The Bells of Landulph

Monochrome image of Landulph Church looking across the graveyard, with dramatic skies

Back in the 18th century the Pennington family of Lezant and Stoke Climsland were the finest bell founders in the West Country.

They went through Cornwall and Devon, casting wherever there was sufficient bell-metal provided by the parish and there was clay deep enough to make a casting pit. The Penningtons cast some 480 bells between 1710-1818.

Now one church that called on their services was Landulph. In 1767 their bells were in a poor state and it was decided to recast them. Of course the task was given to Fitz-Anthony Pennington, one of the famous bell-founding family. Fitz-Anthony came to Landulph and there by the church he found the ground was rocky and hard.

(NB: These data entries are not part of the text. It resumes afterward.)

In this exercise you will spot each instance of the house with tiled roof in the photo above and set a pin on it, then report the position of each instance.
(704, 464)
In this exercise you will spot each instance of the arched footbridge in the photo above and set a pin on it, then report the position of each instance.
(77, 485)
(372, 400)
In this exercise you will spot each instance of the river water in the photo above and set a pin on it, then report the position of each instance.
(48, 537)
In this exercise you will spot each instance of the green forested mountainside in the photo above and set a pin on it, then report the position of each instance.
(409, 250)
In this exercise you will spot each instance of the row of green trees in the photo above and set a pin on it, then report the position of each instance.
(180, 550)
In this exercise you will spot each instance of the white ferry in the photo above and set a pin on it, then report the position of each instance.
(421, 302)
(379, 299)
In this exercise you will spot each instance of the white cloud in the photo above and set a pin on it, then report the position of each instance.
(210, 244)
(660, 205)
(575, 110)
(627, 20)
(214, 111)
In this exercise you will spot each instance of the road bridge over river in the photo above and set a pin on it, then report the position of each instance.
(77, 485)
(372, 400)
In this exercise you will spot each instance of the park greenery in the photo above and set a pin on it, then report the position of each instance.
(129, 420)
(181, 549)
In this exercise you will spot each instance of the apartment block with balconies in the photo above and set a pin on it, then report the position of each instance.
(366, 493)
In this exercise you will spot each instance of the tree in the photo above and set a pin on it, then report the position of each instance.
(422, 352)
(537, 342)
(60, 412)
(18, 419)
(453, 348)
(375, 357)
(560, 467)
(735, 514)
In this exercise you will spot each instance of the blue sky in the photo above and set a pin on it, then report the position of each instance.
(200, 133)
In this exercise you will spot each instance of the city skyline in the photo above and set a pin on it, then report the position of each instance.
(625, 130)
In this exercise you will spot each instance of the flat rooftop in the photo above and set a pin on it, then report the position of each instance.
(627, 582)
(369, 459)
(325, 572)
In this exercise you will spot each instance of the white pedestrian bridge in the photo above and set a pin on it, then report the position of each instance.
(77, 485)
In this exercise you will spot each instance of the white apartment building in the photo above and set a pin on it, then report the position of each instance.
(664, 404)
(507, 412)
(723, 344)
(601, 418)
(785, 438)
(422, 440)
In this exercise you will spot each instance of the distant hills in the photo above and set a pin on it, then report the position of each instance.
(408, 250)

There was no-where to dig a bell pit, line it with sand and clay, and cast a bell. So he came up with a radical plan. Three miles south down the River Tamar was Antony, with deep soil and good clay. He decided to recast the bells there, transporting them to and fro on the River Tamar. To do this he employed the old ferryman and even older ferry that regularly crossed the Lynher, a tributary of the Tamar, at Antony Passage.

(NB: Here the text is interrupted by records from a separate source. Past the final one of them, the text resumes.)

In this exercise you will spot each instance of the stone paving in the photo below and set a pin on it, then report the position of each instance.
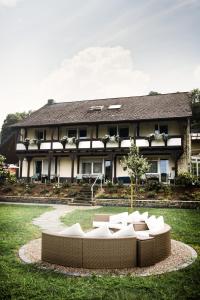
(50, 220)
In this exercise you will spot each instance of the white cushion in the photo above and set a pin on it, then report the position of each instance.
(151, 222)
(144, 216)
(155, 224)
(142, 233)
(102, 232)
(125, 232)
(116, 226)
(74, 230)
(99, 223)
(161, 222)
(119, 218)
(134, 217)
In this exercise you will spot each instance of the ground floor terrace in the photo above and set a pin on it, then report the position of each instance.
(164, 166)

The first bell, the smallest, was taken down from the Landulph tower, loaded on the ferry, carried down the Tamar and across the Lynher to Antony. Here in the deep clay it was recast and returned to Landulph. In turn six of the bells were successfully recast and rehung in the bell-frame. But, in turn, each bell was heavier than the one before and with each bell the old ferry boat floated a little lower in the water. The seventh bell was taken to Antony in April 1768.

A great bell pit was dug and lined and there the bell was recast. By 30 April the bell was ready to return. But it was a blustery day, the bell was heavy, and the freeboard of the boat was reduced. “Sail, sail!” cried Pennington, for the journey by river was only three miles, but by land via Trerulefoot and Tideford it was 18 miles. It would take days to transport the bell by ox-cart on those rough roads.

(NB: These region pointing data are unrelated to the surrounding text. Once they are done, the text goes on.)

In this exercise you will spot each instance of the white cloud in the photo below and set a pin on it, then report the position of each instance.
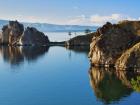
(23, 18)
(99, 20)
(79, 20)
(113, 18)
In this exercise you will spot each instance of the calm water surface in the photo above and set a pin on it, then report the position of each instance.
(58, 76)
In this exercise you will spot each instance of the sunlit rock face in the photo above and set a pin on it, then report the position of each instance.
(32, 36)
(111, 85)
(130, 59)
(112, 40)
(83, 40)
(12, 32)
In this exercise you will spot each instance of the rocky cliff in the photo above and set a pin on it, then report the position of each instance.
(112, 40)
(83, 40)
(12, 32)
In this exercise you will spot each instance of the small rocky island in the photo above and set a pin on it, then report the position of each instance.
(116, 45)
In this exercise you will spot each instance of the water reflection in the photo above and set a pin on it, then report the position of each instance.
(111, 86)
(79, 49)
(17, 55)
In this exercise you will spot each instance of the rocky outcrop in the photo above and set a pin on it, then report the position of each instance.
(112, 40)
(32, 36)
(83, 40)
(11, 33)
(130, 59)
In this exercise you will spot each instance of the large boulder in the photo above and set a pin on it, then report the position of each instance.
(112, 40)
(129, 59)
(32, 36)
(12, 32)
(83, 40)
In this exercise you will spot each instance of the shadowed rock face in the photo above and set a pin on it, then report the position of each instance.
(111, 85)
(130, 59)
(12, 32)
(32, 36)
(111, 41)
(83, 40)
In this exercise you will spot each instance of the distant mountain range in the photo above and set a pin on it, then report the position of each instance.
(45, 27)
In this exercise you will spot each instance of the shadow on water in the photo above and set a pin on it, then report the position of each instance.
(17, 55)
(111, 86)
(79, 49)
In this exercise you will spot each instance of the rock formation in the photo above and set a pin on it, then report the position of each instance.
(130, 58)
(12, 32)
(112, 40)
(83, 40)
(32, 36)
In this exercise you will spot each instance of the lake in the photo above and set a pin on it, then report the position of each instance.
(59, 76)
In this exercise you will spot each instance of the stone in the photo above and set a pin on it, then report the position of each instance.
(112, 40)
(12, 32)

So they set sail. They had just started their voyage and were crossing the Lynher at the Antony Passage. As they moved from the shelter of the shore the wind gusted and the old ferryboat heeled, for it was not built to carry such weight in rough water, and now it was grievously top-heavy. Water started to flow over the gunwale. The boat sank lower, capsized and disappeared beneath the water.

The bell was lost in the mud of the river-bed.

Both Pennington and the old ferryman were drowned. Fitz Antony Pennington was only 38.

His body was recovered and laid to rest in Landulph Church. He lies within the sound of all of his bells but one, and that one is forever silent.